Neumáticos para todas las estaciones: Ofrecen un equilibrio entre las prestaciones de los neumáticos de verano e invierno, siendo adecuados para climas moderados sin condiciones extremas.
Neumáticos de alto rendimiento: Destinados a vehículos deportivos o de altas prestaciones, proporcionan mayor adherencia y capacidad de manejo a altas velocidades.

Cómo identificar el estado de los neumáticos
De acuerdo con Rode, todos los neumáticos incorporan testigos de desgaste en diferentes puntos de la superficie. Estos testigos consisten en pequeños tacos de goma de 1.6 milímetros (que es el desgaste máximo permitido por ley) situados dentro de las ranuras principales del neumático.
Para prolongar la vida útil de los neumáticos se debe tomar en cuenta:
Profundidad de la banda de rodadura: La profundidad mínima legal suele ser de 1.6 mm. Sin embargo, se recomienda reemplazarlos cuando alcanzan los 3 mm para garantizar una tracción adecuada, especialmente en condiciones húmedas.
Desgaste irregular: Un desgaste desigual puede indicar problemas de alineación, balanceo o suspensión. Es esencial abordar estas irregularidades para evitar comprometer la seguridad.
Daños visibles: Busque cortes, grietas, abultamientos o cualquier objeto incrustado que pueda comprometer la integridad del neumático.
Edad del neumático: Incluso si la banda de rodadura parece en buen estado, los neumáticos envejecen y pueden volverse peligrosos. Se recomienda revisar los neumáticos a los cinco años de uso y no utilizarlos una vez pasados los 10 años desde su fabricación.

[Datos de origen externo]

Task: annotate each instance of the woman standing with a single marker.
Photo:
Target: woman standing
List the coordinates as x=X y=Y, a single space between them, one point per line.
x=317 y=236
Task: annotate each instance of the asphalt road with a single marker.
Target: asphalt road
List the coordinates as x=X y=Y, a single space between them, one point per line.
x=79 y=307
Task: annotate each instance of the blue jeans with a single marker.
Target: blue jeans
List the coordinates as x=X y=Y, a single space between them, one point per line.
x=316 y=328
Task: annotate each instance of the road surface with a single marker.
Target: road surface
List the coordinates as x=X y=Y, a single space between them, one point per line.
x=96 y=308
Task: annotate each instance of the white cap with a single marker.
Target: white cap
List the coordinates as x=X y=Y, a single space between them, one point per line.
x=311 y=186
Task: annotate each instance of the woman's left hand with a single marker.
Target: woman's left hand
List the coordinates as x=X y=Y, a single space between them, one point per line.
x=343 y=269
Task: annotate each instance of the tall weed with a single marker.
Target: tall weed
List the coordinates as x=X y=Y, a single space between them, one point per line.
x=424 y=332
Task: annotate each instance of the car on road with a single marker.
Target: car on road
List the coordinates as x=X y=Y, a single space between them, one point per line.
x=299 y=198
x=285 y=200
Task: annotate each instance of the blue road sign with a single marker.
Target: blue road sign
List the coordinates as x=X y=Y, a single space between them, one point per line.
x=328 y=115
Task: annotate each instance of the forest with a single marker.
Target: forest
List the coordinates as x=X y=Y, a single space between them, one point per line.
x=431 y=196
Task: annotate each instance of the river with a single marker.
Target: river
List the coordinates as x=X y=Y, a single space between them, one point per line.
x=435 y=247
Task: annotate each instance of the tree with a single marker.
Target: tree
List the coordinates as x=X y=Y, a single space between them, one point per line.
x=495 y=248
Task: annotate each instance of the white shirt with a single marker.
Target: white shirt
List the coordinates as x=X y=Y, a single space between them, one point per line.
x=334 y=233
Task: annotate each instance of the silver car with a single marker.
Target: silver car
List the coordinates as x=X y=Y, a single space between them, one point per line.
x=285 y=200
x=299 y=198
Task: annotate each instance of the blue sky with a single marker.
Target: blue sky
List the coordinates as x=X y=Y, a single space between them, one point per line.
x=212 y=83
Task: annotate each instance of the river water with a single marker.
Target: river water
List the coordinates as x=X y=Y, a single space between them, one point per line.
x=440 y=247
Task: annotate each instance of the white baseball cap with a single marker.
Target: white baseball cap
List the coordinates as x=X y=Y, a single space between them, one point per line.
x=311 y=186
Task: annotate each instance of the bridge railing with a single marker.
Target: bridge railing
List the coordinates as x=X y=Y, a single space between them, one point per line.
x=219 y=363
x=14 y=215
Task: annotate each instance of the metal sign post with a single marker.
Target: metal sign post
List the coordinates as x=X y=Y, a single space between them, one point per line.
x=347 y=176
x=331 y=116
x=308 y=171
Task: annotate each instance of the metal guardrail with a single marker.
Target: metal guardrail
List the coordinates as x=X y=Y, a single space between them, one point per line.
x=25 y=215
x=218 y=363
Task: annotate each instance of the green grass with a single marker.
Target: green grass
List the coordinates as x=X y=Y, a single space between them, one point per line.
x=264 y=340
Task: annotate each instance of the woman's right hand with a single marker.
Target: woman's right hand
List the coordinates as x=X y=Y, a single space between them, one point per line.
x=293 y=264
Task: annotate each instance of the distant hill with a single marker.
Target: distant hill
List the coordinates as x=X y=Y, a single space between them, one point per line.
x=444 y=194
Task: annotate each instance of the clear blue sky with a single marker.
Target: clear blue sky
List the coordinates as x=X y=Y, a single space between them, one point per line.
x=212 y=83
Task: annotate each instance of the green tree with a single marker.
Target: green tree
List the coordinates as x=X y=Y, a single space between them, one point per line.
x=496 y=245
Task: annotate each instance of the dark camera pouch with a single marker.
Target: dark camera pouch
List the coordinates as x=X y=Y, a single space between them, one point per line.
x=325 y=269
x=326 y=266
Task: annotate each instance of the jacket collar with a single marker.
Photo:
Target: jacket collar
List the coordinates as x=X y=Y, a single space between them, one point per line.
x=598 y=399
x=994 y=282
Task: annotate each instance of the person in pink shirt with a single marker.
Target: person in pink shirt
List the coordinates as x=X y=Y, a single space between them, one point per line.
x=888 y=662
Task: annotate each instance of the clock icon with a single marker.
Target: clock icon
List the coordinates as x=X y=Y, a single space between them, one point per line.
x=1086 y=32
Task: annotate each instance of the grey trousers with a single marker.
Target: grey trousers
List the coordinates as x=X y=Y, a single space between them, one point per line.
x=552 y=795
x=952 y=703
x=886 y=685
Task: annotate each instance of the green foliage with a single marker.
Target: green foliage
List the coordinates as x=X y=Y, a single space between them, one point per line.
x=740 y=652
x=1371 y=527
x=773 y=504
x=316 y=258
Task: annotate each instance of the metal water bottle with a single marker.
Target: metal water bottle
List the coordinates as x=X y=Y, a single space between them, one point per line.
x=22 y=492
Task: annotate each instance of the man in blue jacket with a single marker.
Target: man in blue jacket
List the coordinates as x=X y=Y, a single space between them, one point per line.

La fecha de fabricación está indicada en el flanco del neumático mediante un código de cuatro dígitos que representa la semana y el año de fabricación.
Además, para prolongar la vida útil de los neumáticos se debe tomar en cuenta la presión adecuada, la rotación regular y la alineación y balanceo.

¿Por qué son costosos los neumáticos?
El precio de los neumáticos está influenciado por varios factores:
Materiales de alta calidad: Los neumáticos están compuestos por mezclas de caucho natural y sintético, junto con otros materiales que garantizan resistencia y rendimiento.
Tecnología e investigación: Los fabricantes invierten significativamente en investigación y desarrollo para mejorar la seguridad, eficiencia y durabilidad de los neumáticos.
Proceso de fabricación: La producción de neumáticos implica procesos complejos y precisos, como la vulcanización, que requieren maquinaria especializada y control de calidad riguroso.
Costos operativos: Factores como la energía, la mano de obra y la logística también contribuyen al costo final del producto.
Según Cadenaser, la competencia en el mercado puede influir en los precios. Por ejemplo, Michelin anunció el cierre de dos plantas en Francia debido a la fuerte competencia asiática y al deterioro de la competitividad europea, lo que refleja cómo las dinámicas del mercado pueden afectar los costos de producción y, en última instancia, los precios al consumidor.